Текст книги "ТАЙНОЕ ОБЩЕСТВО ЛЮБИТЕЛЕЙ ПЛОХОЙ ПОГОДЫ (роман, повести и рассказы)"


Автор книги: Леонид Бежин



сообщить о нарушении

Текущая страница: 6 (всего у книги 40 страниц)

Часть вторая
ФАМИЛЬНЫЙ СКЛЕП

Глава пятнадцатая. Я навещаю мою старую мать, и она признается, что просит милостыню.

Когда дождь наконец затих и среди низко нависших, клочковатых, винного цвета облаков замерцали алые звезды, мы простились с Цезарем Ивановичем. Он оставил у меня свои баулы, задвинув их в угол и накрыв газетой, а я проводил его до калитки. Проводил, перешагивая через лужи и держа над нашими головами большой черный, чуть провисавший на месте сломанной спицы зонт, поскольку с веток орешника, склонившихся над кирпичной дорожкой, все еще капало и ручейки воды пробирались за воротник, заставляя зябко поеживаться.

Напоследок я дал ему фонарик, чтобы он не заблудился в темноте, и напомнил, что утром мы должны непременно встретиться.

Встретиться у дома Софьи Герардовны и вернуть ей ключ, как это подобает порядочным людям, а уж потом решать, что делать с баулами.

– Ровно в одиннадцать, – произнес я строго и внушительно, зная за Цезарем Ивановичем привычку опаздывать и всем своим видом призывая его к тому, чтобы на этот раз (дело слишком важное и серьезное) быть предельно точным и пунктуальным.

– Да, да, – легко согласился он, словно ему ничего не стоило последовать моему призыву, и тотчас поправился с просительными, даже отчасти жалобными нотками в голосе: – давайте лучше в двенадцать, а?

– Экий вы, право. Софья Герардовна встает-то рано…

– И все-таки, я прошу.

Я не стал возражать.

Хотя двенадцать часов время позднее (уже не утро, а день), нам с Цезарем Ивановичем все-таки надо было получше выспаться и привести себя в порядок после выпитой бутылки ликера, ночных исповедей и признаний. Поэтому я и сказал, что согласен отсрочить нашу встречу:

– Ладно, будь по-вашему.

И на том мы расстались.

Цезарь Иванович зашагал по размокшей дороге к дому.
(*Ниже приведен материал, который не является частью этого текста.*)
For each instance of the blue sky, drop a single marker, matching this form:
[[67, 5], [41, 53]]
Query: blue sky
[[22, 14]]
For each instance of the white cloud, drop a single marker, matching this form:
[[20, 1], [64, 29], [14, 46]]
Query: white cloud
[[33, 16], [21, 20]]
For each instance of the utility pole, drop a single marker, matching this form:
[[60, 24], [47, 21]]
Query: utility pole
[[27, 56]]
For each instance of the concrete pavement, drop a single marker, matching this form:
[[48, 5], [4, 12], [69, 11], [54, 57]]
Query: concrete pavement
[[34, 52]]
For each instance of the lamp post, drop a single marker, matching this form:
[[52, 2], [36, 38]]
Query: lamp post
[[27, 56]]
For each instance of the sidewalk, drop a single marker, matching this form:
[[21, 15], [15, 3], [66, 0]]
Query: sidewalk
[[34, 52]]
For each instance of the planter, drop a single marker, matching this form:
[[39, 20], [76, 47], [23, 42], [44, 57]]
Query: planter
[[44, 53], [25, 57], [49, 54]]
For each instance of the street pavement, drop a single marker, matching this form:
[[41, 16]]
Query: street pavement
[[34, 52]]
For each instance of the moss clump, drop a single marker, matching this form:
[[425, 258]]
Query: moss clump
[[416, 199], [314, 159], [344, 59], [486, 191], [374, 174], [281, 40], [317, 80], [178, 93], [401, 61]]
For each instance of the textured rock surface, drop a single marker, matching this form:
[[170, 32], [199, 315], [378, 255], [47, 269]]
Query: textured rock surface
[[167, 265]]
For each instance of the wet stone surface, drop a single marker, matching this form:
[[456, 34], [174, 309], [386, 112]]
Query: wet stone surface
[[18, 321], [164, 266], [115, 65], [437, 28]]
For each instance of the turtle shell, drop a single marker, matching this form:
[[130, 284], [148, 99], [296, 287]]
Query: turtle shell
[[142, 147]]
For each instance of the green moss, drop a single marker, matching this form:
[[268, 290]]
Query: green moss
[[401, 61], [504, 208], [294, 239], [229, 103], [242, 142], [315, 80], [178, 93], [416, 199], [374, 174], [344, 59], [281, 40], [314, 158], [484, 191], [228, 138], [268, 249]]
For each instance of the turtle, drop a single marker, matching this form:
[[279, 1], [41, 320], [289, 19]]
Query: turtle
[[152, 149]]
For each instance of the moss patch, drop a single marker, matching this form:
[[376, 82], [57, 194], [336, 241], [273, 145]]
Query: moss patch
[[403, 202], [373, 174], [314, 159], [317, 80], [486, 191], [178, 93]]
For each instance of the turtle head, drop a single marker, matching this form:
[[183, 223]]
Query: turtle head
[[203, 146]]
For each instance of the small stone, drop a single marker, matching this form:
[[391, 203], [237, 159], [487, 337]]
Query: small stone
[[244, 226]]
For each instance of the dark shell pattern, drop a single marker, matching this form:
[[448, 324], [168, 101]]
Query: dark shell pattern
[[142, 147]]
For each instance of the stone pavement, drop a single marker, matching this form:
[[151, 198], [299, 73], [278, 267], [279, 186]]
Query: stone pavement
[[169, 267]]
И зажженный электрический фонарик еще долго маячил вдалеке светящейся точкой, выхватывая из темноты то носок его сапога, облепленного грязью так, что казалось, будто он в калошах, то конек какой-нибудь крыши и печную трубу, залитые звездным светом, то вершину придорожного тополя, причудливо раскинувшего узловатые ветки.

Я же немного прибрался, – совсем немного (разгребать вавилоны немытой посуды не было сил) и лег спать. Но сон мой был беспокойным и тревожным. Из-за признаний Цезаря Ивановича, услышанных от него новостей и необходимости спрятать баулы со счетами и протоколами я почти не сомкнул глаз – все время вскакивал и что-то бормотал. Мне пришлось даже прибегнуть к спасительному средству, способному в иных случаях заменить снотворное.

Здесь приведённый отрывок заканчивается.